Many people have enjoyed using watermelon as a substitute in recipes for "tuna steak" or traditional sushi, but watermelon tuna is also a fantastic stand-in for the real deal in poké. This Hawaiian dish typically uses chunks of raw tuna, but watermelon is an easy and affordable alternative.

Watermelon tuna poké

Using watermelon as a substitute for tuna in poké actually aligns with the dish's original concept, as the word "poké" translates to "chunk" in Hawaiian, and was historically applied to cut meat or seafood that had been marinated. The idea that poké can only be made from seafood, particularly raw tuna, is a common misconception — one that could have been popularized by the prevalence of fast-casual poké bowl restaurants in the U.S. in recent years.

Watermelon tuna is also a safer alternative to ahi tuna, as raw fish dishes require the best quality fish (which is often expensive) to avoid contamination and food poisoning.

Before making your watermelon poké, make sure you have all the other ingredients on hand to make your final poké bowl. A lot of people prefer the dish served on a bed of rice, and like to include add-ons such as sesame seeds, edamame, thinly sliced scallions, dried seaweed (or seaweed salad), and roasted nuts. Crushed inamona or kukui nuts are traditional, but macadamia nuts are a common substitute.

How to make watermelon tuna

Making watermelon tuna is relatively easy. You want to use the same primary ingredients that you would in a classic poké marinade: sesame oil and soy sauce. Rice vinegar, sriracha, and red pepper flakes are also commonly added. Many believe, however, that the trick to getting that perfect fishy flavor is to add shredded dried seaweed to the marinade.

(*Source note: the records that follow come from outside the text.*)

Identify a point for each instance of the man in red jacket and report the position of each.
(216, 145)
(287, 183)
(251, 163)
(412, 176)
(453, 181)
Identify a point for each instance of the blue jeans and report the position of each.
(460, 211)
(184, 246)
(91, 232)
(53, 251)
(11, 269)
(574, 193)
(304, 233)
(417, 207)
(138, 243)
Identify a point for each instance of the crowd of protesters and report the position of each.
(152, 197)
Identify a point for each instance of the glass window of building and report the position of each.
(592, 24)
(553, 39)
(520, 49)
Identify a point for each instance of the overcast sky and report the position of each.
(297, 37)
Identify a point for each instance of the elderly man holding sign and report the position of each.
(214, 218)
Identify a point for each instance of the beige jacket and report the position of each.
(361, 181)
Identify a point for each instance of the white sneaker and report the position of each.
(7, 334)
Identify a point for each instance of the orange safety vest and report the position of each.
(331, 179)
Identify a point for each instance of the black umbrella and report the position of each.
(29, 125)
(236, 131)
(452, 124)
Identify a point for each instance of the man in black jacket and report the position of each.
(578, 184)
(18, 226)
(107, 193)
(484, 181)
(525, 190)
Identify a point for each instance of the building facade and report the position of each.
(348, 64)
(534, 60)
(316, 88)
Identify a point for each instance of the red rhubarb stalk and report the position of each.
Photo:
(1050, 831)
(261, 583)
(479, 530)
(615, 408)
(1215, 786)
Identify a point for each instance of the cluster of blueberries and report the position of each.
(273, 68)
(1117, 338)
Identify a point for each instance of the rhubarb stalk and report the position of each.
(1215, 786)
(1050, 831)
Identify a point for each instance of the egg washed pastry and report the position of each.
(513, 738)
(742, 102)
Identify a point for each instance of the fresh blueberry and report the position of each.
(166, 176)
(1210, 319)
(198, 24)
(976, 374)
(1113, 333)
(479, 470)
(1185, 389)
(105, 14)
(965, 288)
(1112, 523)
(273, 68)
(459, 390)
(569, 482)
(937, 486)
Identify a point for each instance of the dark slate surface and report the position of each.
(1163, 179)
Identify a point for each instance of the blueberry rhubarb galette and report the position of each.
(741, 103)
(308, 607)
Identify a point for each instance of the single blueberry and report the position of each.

Simply cut your watermelon into chunks and marinate it for several hours or overnight in a mixture of sesame oil, soy sauce, and whatever other flavors you enjoy. If you want to take the easy way out, you can leave it at that and serve the raw marinated watermelon with your other poké fixings.

If you want to really get your "tuna" going, bake it at 350 degrees Fahrenheit for one hour, which will make it pliable but get rid of excess moisture. You can finish it with a sear on the grill or in a pan on the stovetop. Then, douse it in a mixture of black and white sesame seeds for a final aesthetic touch.